W3C

– DRAFT –
WebRTC August 27 2024 meeting

27 August 2024

Attendees

Present
Alfred_Heggestad, Bernard, Carine, Dom, Elad, Florent, Frederick_Google, Guido, Harald, Henrik, Jan-Ivar, JohannesKron, Lucia_Google, Markus_Handell, PatrickRockhill, PeterT, Sameer, SunShin, TimP, Tove, Varun_Singh, Youenn
Regrets
-
Chair
Bernard, HTA, Jan-Ivar
Scribe
dom

Meeting minutes

Recording: https://www.youtube.com/watch?v=SDKG463dvfI

Slideset: https://lists.w3.org/Archives/Public/www-archive/2024Aug/att-0003/WEBRTCWG-2024-08-27__1_.pdf

Bernard: TPAC is ahead of us - please send request for agenda time, takind advantage of the longer meetings we'll have there

Captured Surface Control 🎞︎

[Slide 11]

[Slide 12]

[Slide 13]

[Slide 14]

[Slide 15]

[Slide 16]

[Slide 17]

Jan-Ivar: the capture wheel solution looks promising, I'm supportive; couldn't we use it for zoom as well, through the preview tile with some browser controls?
… re zoom level, would there be an opportunity to give feedback on the API shape? e.g. use an attribute instead of a method
… re transient activation, would it be consumed? would this through a button?

Elad: for instance, but it would vary across apps

Jan-Ivar: why a 0-100 integers rather than floating point?

Elad: it matches what browsers show in their UI; also helps with other UI (e.g. drowdown, slider, radio buttons) which is also why we want to leave the UI to the app

Jan-Ivar: I still would prefer to use the same solution for zoom; does the zoom affect only the capture or also the original doc?

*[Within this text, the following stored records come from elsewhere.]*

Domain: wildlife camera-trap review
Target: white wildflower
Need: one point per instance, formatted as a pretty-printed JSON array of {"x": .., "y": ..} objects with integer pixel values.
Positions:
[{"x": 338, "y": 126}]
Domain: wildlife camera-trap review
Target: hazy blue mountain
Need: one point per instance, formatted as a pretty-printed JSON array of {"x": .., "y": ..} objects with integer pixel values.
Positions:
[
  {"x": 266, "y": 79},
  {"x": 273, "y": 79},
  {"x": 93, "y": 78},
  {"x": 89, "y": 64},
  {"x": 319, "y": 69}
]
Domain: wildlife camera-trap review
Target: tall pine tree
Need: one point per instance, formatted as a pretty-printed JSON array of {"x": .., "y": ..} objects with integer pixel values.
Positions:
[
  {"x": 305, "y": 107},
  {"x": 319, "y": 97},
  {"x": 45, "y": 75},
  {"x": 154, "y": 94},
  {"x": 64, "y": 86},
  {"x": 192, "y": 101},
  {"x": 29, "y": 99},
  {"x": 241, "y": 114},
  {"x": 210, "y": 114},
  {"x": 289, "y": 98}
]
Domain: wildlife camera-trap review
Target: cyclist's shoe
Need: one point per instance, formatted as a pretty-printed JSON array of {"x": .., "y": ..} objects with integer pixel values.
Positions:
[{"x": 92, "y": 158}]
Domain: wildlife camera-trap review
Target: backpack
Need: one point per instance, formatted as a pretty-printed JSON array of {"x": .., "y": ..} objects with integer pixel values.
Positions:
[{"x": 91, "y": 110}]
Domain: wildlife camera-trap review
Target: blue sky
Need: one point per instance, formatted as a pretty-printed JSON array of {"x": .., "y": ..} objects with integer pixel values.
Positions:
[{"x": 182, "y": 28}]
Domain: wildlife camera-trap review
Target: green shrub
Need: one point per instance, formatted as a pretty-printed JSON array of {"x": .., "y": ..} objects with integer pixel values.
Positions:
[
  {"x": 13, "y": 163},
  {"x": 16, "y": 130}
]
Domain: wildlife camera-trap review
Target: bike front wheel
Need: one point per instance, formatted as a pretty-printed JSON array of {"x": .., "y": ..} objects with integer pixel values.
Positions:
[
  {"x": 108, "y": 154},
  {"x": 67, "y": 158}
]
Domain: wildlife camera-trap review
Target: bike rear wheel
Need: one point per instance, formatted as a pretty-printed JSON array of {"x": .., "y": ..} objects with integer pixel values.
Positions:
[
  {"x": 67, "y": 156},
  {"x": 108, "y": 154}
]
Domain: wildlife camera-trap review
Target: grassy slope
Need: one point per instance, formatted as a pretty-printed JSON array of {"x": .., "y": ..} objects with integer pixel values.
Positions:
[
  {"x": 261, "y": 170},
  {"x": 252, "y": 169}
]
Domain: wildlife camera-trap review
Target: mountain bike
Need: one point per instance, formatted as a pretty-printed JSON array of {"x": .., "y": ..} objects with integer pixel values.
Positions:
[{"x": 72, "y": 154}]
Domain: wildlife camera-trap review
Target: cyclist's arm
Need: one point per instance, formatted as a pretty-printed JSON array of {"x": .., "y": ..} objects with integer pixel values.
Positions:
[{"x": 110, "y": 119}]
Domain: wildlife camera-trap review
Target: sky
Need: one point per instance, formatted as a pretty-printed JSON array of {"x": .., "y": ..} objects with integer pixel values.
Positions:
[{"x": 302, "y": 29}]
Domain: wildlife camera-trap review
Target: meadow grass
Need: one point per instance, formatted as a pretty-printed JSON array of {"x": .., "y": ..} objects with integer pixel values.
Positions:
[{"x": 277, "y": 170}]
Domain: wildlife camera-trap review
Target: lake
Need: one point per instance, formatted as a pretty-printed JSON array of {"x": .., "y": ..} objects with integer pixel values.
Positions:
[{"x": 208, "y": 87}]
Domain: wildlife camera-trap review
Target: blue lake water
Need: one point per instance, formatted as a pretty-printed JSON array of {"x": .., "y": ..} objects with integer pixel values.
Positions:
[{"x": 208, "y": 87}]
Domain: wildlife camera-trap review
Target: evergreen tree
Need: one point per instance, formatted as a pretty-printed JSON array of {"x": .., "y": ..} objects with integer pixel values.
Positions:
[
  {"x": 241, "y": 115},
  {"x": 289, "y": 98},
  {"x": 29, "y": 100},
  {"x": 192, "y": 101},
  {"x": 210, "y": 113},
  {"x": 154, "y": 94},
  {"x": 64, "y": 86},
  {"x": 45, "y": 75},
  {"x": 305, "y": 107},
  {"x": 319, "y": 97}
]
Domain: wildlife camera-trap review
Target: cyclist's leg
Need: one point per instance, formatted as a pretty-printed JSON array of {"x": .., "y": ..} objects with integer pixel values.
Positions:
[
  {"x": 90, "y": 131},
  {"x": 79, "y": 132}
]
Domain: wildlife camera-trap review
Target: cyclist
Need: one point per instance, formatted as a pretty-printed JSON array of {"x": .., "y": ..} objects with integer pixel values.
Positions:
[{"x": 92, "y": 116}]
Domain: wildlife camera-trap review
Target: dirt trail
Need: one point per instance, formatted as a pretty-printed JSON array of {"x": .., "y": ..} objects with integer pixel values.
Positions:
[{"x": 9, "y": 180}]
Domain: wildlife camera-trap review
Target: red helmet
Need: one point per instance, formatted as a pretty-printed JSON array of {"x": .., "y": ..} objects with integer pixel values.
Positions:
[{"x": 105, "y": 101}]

Elad: also the original document

Youenn: I discussed this internally; being able to send commands to another app breaks a pretty high security boundary, which got pushback
… +1 on consuming user activation
… re scrolling - how should this work on touch devices (e.g. ipad)? limiting this to "wheels" isn't ideal

Guido: scrolling might be a better name indeed
… we could limit this to a browser surface for the time being and leave it window to a later iteration

youenn: in terms of UX, either you embed everything in the capturing app, or you leave the capturing app aside
… in the latter case, managing scrolling is of less interest

Elad: yes, but that pattern doesn't work across all apps/UXes
… there is finite real estate on the screen to make use of

youenn: this is an area of experimentation, e.g. macos provides new options in this space
… but in general, having inconsistent behavior across browser/non-browser apps would be un-optimal
… conversely, if the plan is to integrate both, we need to understand how that would work and if that could work

Guido: how about to start with tab?

Youenn: tab is interesting, but if we limit ourselves to tab, this isn't necessarily the best API

Elad: but shipping tab would be a good way to validate the interest before we invest in the more complicated space for "window" (which requires different OS adaption and different security barriers)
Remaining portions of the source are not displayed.